Stage 2: Filter Query Dataframe.

This stage of the process filters down the query results from Stage 1. Continue from here if you ran Stage 1 previously.

Code
# Read in query pickle file
search_pickle = outpath_search_df.joinpath(f'{aoi_name}_{o_start_date}_to_{o_end_date}_search_df.pkl')
search_df = pd.read_pickle(search_pickle)
Code
def filter_dates(df):
    """
    If more than one image exists for a given day, this function will select the "best" image for the day.
    First, images with poor AOI coverage are removed. If multiple images remain after this step, then the
    images are filtered by sensor type, with superdove and dove-r being prioritized over dove-classic.
    Finally, if multiple images still remain, the image with the highest AOI coverage is selected.

    Params:
    ---------------------
    df: pandas dataframe
        subset dataframe containing only the images for the specific date

    Returns:
    ---------------------
    select_id: str
        image id string for the selected image
    """

    top_coverage = df.nlargest(1,'aoi_coverage')["aoi_coverage"].tolist()[0]
    with warnings.catch_warnings():
        warnings.simplefilter("ignore")
        df['cover_percentmax'] = df.apply(lambda row: (row["aoi_coverage"] / top_coverage), axis=1)
        
    df = df.loc[(df["cover_percentmax"]>=0.9)]

    if 'superdove' in df['sat_type'].unique() or 'dove-r' in df['sat_type']:
        df = df.loc[(df['sat_type'] == 'superdove') | (df['sat_type'] == 'dove-r')]
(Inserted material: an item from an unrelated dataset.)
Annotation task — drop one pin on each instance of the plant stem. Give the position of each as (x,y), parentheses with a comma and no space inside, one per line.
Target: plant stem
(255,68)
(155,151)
    df = df.nlargest(1,'aoi_coverage')
    select_id = df['id'].values[0]

    return select_id

def filter_dataframe(df, cloud_cover_thresh, coverage_thresh):
    """
    Filters down initial query results based on cloud cover, aoi coverage, and selecting only one
    image per day.

    Params:
    ---------------------
    df: pandas dataframe
        dataframe containing full image search results
    cloud_cover_thresh: float
        maximum cloud cover percent threshold
    coverage_thresh: float
        minimum aoi area coverage percent threshold

    Returns:
    ---------------------
    filtered_df: pandas dataframe
        filtered image dataframe
    """
    filtered_df = df.copy(deep=True)
    filtered_df = filtered_df.loc[(search_df["cloud_cover"]<=cloud_cover_thresh) & (filtered_df["aoi_coverage"] >= coverage_thresh)]

    id_list = []
    unique_dates = filtered_df.datestr.unique().tolist()
    for date_ in unique_dates:
        filtered_df2 = filtered_df.loc[filtered_df["datestr"]==date_]
        if len(filtered_df2) > 1:
            select_id = filter_dates(filtered_df2)
        else:
            select_id = filtered_df2['id'].values[0]
        
        id_list.append(select_id)

    filtered_df = filtered_df[filtered_df['id'].isin(id_list)]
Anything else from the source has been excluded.